This, I think, is a mindset that is worth getting into early on. It would be easy to say “oh, it was a terrible crop, why bother.” Or perhaps to say that the birds can have the last of the sunflower heads – and perhaps they are entitled to a share of the grain as well. Fair enough, but now they’ve had their share, and I’m taking mine. Even if it is imperfect. Even if it wasn’t what I dreamed of.
We live in a world that throws away nearly half of all the food it produces – and a world where we increasingly struggle to feed everyone. There’s a connection there – the food I don’t salvage is lost, and I buy in the markets. Don’t get me wrong, I’m grateful for the markets, but everything I waste, that is lost that doesn’t have to be costs us something.

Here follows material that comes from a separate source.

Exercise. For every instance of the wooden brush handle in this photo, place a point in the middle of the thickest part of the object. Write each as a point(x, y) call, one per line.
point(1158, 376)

The ability to make something of vegetables caught by frost, flooded, stunted by drought, partially eaten by some creature is one of our gifts – food preservation methods can mean that something that would otherwise have been lost can be saved – onions that won’t store well can be dehydrated or frozen, as Gussow points out. Or new recipes arise for green tomato pickles, the outer leaves of cabbage and green pumpkin pie. It is food, and you don’t waste it.
Today, in front of the woodstove, my children and I will draw back the husks of what corn survived and hang it up to dry further in the house. Most of the ears are full, some are not, but we will save what we can – because it is our food. When we committed to growing it, we committed to this – that we will regard our food as primary. I’ve no sorrow in buying to replace a lost crop when needed, but if I grow it, and I possibly can, I will eat what I grow before I rely on other sources.
It is hard to believe how differently people who live through food scarcity regard food – in some cultures, to tread on a piece of dropped bread is a sin, and a deep one. In Elizabeth Erlich’s superb memoir _Miriam’s Kitchen_ she observes her Holocaust survivor mother-in-law using her thumb to ensure that every drop of egg white was removed from a shell. When she enquires, her mother in law observes that her own father died of starvation – how could she ever waste food? We blur and grey the fact that there is a connection between the food lost to waste and the hunger of others – it is not as direct as “children are starving in India so finish your twinkie” but what you buy and grow and use shapes markets that transform the lives of others.
We are told that the only good and safe and healthy food is perfect – we are lied to and told that perfect looking is the same as tasty, safe and healthy. Up to 20% of all produce in the US is discarded and wasted simply because of cosmetic imperfections. We thus lose the old habits of thrift and care, and the value that says “this is food, we do not let it go to waste.”
So out we go, to scavenge in the mud for our food. And then back to the kitchen to transform the muddy, imperfect and nearly lost into the delicious and perfect – the roasted tomatillo sauce, the green tomato pickles, the peach jam and leather, the spiced plum chutney, the roasted corn salsa. There is treasure in the mud, good food for the claiming, and we will not let it go.